INITIAL RECEPTION CENTRE ELLWANGEN
On June 15, 2023, the Federal Administrative Court ruled on our lawsuit against a deportation from the initial reception centre Ellwangen in 2018. The court did not consider the police entering the room for the purpose of deportation to be a search. The reasoning: since the police could see at a glance that the plaintiff was not in the room and no search was necessary, it did not constitute a search. Our constitutional complaint was not accepted in Karlsruhe for formal reasons.
Nevertheless, the decision of the Federal Administrative Court is now obsolete: In our second constitutional complaint in the Berlin proceedings, the Federal Constitutional Court clarified in its decision published in November 2025 that a search is generally deemed to have taken place if the person concerned is visited in their room in shared accommodation for the purpose of deportation.

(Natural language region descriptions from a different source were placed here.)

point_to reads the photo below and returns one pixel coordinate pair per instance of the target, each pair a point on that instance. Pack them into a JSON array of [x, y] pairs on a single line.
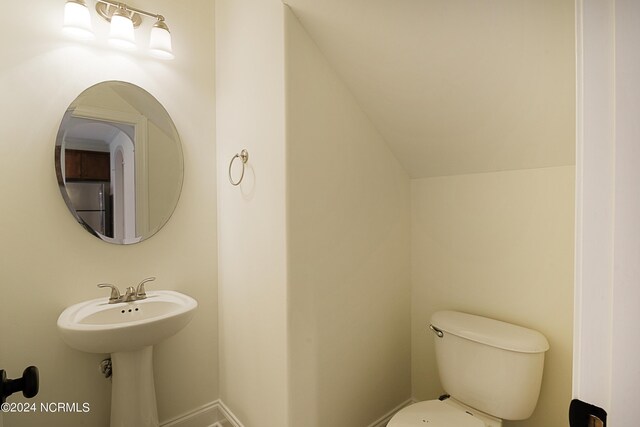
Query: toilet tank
[[492, 366]]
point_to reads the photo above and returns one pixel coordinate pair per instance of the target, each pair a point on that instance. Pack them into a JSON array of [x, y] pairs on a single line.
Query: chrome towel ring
[[243, 156]]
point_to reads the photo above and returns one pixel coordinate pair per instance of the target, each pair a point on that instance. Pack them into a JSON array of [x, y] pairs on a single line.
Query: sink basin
[[128, 330], [98, 327]]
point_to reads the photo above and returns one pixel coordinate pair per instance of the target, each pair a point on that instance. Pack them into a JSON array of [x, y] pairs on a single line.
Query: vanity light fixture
[[124, 19]]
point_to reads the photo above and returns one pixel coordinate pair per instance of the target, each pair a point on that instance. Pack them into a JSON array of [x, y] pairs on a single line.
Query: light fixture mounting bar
[[106, 8]]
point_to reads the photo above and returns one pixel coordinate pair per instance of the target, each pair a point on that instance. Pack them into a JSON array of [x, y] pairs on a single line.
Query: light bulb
[[160, 41], [121, 33], [77, 20]]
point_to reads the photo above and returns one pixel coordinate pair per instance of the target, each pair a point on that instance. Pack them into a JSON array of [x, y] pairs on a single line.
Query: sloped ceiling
[[457, 86]]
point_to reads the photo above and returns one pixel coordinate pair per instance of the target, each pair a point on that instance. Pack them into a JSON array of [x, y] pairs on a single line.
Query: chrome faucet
[[131, 294]]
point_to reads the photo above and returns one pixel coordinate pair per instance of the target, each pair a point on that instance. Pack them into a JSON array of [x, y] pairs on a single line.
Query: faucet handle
[[140, 291], [115, 292]]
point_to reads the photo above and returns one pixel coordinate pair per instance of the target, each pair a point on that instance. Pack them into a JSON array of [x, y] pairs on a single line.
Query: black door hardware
[[28, 384]]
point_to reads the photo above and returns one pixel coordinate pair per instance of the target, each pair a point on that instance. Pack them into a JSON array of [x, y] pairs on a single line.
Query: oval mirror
[[119, 162]]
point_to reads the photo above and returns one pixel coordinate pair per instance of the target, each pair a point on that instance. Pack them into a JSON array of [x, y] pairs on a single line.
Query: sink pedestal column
[[133, 395]]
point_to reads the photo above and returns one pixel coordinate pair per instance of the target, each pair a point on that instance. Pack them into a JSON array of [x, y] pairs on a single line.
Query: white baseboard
[[382, 421], [214, 414], [225, 412]]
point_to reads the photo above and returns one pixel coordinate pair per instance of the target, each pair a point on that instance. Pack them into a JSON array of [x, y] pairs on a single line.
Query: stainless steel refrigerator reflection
[[91, 201]]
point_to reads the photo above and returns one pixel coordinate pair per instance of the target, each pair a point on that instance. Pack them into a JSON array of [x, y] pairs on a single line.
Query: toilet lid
[[433, 413]]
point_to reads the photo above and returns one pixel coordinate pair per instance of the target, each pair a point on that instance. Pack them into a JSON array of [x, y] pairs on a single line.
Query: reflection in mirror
[[119, 162]]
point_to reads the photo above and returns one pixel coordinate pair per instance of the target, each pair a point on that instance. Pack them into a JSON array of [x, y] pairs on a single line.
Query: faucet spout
[[130, 294]]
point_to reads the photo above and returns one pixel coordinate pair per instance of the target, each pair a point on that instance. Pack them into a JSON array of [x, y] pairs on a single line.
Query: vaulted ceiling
[[457, 86]]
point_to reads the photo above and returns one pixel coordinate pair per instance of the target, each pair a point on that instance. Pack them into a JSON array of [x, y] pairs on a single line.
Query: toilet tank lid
[[490, 332]]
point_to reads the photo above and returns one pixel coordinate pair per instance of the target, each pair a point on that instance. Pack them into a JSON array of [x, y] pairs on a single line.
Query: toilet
[[490, 370]]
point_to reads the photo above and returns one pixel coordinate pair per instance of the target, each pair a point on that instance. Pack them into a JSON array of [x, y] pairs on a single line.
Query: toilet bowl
[[471, 352]]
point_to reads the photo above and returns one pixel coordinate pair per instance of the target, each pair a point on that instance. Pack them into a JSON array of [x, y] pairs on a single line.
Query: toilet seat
[[434, 413]]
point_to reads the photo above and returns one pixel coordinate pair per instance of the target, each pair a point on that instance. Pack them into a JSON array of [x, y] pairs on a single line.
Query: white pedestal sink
[[128, 330]]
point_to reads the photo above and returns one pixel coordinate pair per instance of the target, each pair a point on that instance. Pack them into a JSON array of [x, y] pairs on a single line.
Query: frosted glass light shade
[[77, 20], [160, 41], [121, 33]]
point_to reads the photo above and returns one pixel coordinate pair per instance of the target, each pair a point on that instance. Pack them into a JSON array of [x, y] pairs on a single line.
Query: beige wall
[[499, 245], [252, 217], [49, 261], [348, 251]]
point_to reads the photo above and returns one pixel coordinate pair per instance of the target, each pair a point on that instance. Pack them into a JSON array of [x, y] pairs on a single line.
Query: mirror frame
[[141, 142]]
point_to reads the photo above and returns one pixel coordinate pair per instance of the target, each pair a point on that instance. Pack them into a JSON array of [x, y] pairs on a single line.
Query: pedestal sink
[[128, 330]]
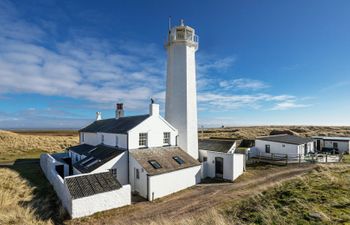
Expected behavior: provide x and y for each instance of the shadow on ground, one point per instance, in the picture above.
(45, 203)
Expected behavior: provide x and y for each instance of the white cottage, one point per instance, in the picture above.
(220, 160)
(330, 144)
(144, 154)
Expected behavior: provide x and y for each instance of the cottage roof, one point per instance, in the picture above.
(164, 156)
(96, 157)
(113, 125)
(286, 138)
(91, 184)
(82, 149)
(332, 138)
(215, 145)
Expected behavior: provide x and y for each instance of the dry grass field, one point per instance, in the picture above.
(317, 197)
(32, 144)
(255, 131)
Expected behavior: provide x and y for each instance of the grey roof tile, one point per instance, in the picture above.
(91, 184)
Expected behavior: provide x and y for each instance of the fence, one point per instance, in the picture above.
(276, 158)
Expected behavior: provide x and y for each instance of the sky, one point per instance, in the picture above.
(259, 62)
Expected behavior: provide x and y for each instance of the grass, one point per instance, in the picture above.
(14, 146)
(26, 197)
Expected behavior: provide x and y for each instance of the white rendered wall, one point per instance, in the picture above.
(100, 202)
(343, 146)
(120, 163)
(181, 95)
(110, 139)
(168, 183)
(277, 147)
(154, 126)
(89, 138)
(137, 185)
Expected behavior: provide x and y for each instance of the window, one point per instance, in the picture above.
(116, 141)
(178, 160)
(143, 139)
(137, 173)
(155, 164)
(166, 138)
(114, 172)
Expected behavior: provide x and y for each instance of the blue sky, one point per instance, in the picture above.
(259, 62)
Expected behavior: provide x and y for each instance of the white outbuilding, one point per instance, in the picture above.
(284, 144)
(160, 171)
(339, 144)
(220, 160)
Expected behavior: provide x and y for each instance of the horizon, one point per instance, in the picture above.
(258, 64)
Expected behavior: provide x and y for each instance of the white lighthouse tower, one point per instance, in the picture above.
(181, 94)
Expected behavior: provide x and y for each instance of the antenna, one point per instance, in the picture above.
(169, 23)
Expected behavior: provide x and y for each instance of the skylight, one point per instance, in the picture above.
(155, 164)
(178, 160)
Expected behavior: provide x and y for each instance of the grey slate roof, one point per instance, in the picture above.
(164, 156)
(97, 157)
(91, 184)
(120, 126)
(215, 145)
(82, 149)
(286, 138)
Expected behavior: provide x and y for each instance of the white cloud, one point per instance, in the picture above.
(243, 83)
(289, 104)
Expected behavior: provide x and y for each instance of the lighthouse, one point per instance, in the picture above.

Special search measures are not necessary. This would lead to random results and undermine the preventive purpose of the requirement of prior judicial authorization.
Landmark judgment against the unlawful deportation practice
The inviolability of the home is one of the fundamental rights enshrined in the constitution. The Federal Constitutional Court has clarified that a room in accommodation is subject to special protection under fundamental rights as it is the only and fundamental place of retreat. If the police want to enter it in order to deport a refugee, they need a search warrant. This is not a mere formality, but a preventive measure. The court must examine whether a search is necessary at all to deport the person or whether there are less severe measures. It must also examine whether there are concrete indications that deportation would fail without a room search.